L’arabo si turbò e tornò ad impallidire, ma più per la collera che per la paura.
— Te lo dirò io, giacchè tu nol sai, che facevi, disse Notis, alzando la voce. Tu suonavi la rabada e cantavi una canzone d’amore.
— E che ci trovi di strano?
— Ma disgraziato, non sapevi adunque che tu cantavi sotto le finestre di Fathma?
— Ebbene?... chiese Abd-el-Kerim con calma.
— Ciò vuol dire che quel rivale di cui mi parlavi sei tu, tu, Abd-el-Kerim!
— Follie.
— Tuoni di Dio, non mentire!

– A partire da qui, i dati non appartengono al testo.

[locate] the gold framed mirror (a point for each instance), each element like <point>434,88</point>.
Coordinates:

Tu cantando pronunciavi il nome dell’almea!
— Ah! tu sai questo?...
— Abd-el-Kerim, rammentati di mia sorella Elenka. Ella è greca.
— Ma il Corano...
— Non parlare di Corano, nè di poligamia. Elenka non avrà che un marito e tu non avrai che una moglie. Il Profeta udì i tuoi giuramenti.
— Elenka!... Elenka!... balbettò l’arabo.
— Saresti capace tu di dimenticarla per Fathma?
— Non parlare d’Elenka, Notis, disse l’arabo sordamente.
Il greco fece tre passi indietro e alzò la mano verso di lui.
— Abd-el-Kerim! disse egli gravemente. Sta in guardia!...
— Notis!...
— Sta in guardia! È l’ultima mia parola!
Il fratello d’Elenka lo mirò per un minuto cogli occhi scintillanti, poi gli volse le spalle e s’internò in mezzo al campo di durah.